It's odd... standing next to it my car sits high, but in those pics I feel like it looks low. Don't get me wrong... it's no gasser, but I like them to have an aggressive, intimidating stance. I have DOugs headers and I can change my oil EASILY without jacks... which is in itself enough of a reason for me to like the car high.

Here are better pics.


----------



## Sick467 (Oct 29, 2019)

Army, The stance on your white GTO is just what I will be after when mine is close to the road. It's perfect IMO. The actual height is not so critical to me, but I am after a level stance to a slight rake. My budget will not afford the higher end suspension parts (probably), but I think I will approach the stance with new stock springs and use spacers to achieve the final look. Springs can be a real hit or miss effort when it comes to a picky opinion on stance. Stock springs will likely be too low for me in the back. Spacers will be acceptable for my rather stock suspension and handling goals and also allow for affordable adjustments (instead of potentially trying different springs to get "the look").

*Questions*...Assuming the new stock front springs give my desired front end height and 2" spacers put the rear where I want it....Should I expect to need adjustable rear upper control arms so the differential angle can be set properly to the driveshaft?

Army, do you car to share your rocker clearance dimensions for height? (See attached page from 67 assy manual)

Funny thing about stance...my project has the "launch look", probably due to oddball tire/wheel sizes, wore out rear springs, and the stock stance that they tended to have...so, it drives me crazy to have to look at it point up while working in the shop. I jacked it up and inserted some wood blocks in the rear springs so it sits level. lol


----------



## armyadarkness (Dec 7, 2020)

To my knowledge, my Global West arms did nothing for the height. I attribute the height to the UMI OEM spec springs... Which BTW, when I completed the car, the front sat ever so slightly higher... but it was enough to drive me insane, so on when the 1" spacers.

For the record, I did add the GW frame stiffners out back, cause they were cheap and MUCH easier to do all at once, but I didnt go for the adjustable ones and I have no issues. I would use QA1 or UMI without hesitation.

I wound up with Global West for a few simple reasons... My 70 vette needed bushings in the arms and I could not get the job done to my satisfaction. I tried to buy oem replacement arms, but thanks to the pandemic, there were none. GW stuff was the only thing available, so I bit the bullet. Then, once I saw their quality and compared it to what I wouldve gotten, I was thankful that I had. In some realms, you do still get what you pay for. My vette, sitting high-as-Hell with BFG 245 60's, handles like a Porche.

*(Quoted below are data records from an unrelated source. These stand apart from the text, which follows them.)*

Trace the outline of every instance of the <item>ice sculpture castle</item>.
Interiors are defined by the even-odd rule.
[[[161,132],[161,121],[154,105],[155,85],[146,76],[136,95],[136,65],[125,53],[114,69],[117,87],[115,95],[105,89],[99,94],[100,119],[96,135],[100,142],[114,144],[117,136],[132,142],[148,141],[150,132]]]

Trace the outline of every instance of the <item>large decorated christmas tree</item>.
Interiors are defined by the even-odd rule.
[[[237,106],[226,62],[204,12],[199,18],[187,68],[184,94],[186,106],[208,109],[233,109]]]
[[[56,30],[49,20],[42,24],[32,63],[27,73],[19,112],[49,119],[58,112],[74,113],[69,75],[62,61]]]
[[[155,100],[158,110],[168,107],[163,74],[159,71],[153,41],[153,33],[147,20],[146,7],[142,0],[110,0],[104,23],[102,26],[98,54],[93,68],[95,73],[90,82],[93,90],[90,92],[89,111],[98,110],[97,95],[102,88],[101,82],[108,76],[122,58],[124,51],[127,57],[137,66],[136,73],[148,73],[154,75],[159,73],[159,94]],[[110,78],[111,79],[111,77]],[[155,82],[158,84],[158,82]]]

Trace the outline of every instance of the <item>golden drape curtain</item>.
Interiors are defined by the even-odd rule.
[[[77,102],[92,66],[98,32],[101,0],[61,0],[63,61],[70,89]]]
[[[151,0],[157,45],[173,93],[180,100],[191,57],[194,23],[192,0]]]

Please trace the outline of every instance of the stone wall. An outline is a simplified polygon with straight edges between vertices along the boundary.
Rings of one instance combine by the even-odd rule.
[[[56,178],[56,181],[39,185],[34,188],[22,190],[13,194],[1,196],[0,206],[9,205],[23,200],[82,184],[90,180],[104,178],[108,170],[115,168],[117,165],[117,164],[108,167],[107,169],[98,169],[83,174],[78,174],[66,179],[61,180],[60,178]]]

So when I found out that three of the eight bushings on my GTO were gone, I didn't even bother trying anything other than the GW route. Their bearing design is super cool, and the owner of the company owns and races a GTO. They answer the phone when you call, too!

Well, I drive like a nut. My car is no trailer queen. I put a few hundred miles on it every weekend... balls to the wall the whole time. I like how predictable it is with these parts.


----------



## armyadarkness (Dec 7, 2020)

Yes I can get some measurements later


----------



## 67ventwindow (Mar 3, 2020)

armyadarkness said:


> It's odd... standing next to it my car sits high, but in those pics I feel like it looks low. Don't get me wrong... it's no gasser, but I like them to have an aggressive, intimidating stance. I have DOugs headers and I can change my oil EASILY without jacks... which is in itself enough of a reason for me to like the car high.


 I dont see how yours is high. Lower and they start to look like you have fender skirts. I know your a vette guy but I literally rolled out of Fieros back in the day and had to explain what happened to my Class A.s 



Maybe they have hide away mats like they do the running boards. 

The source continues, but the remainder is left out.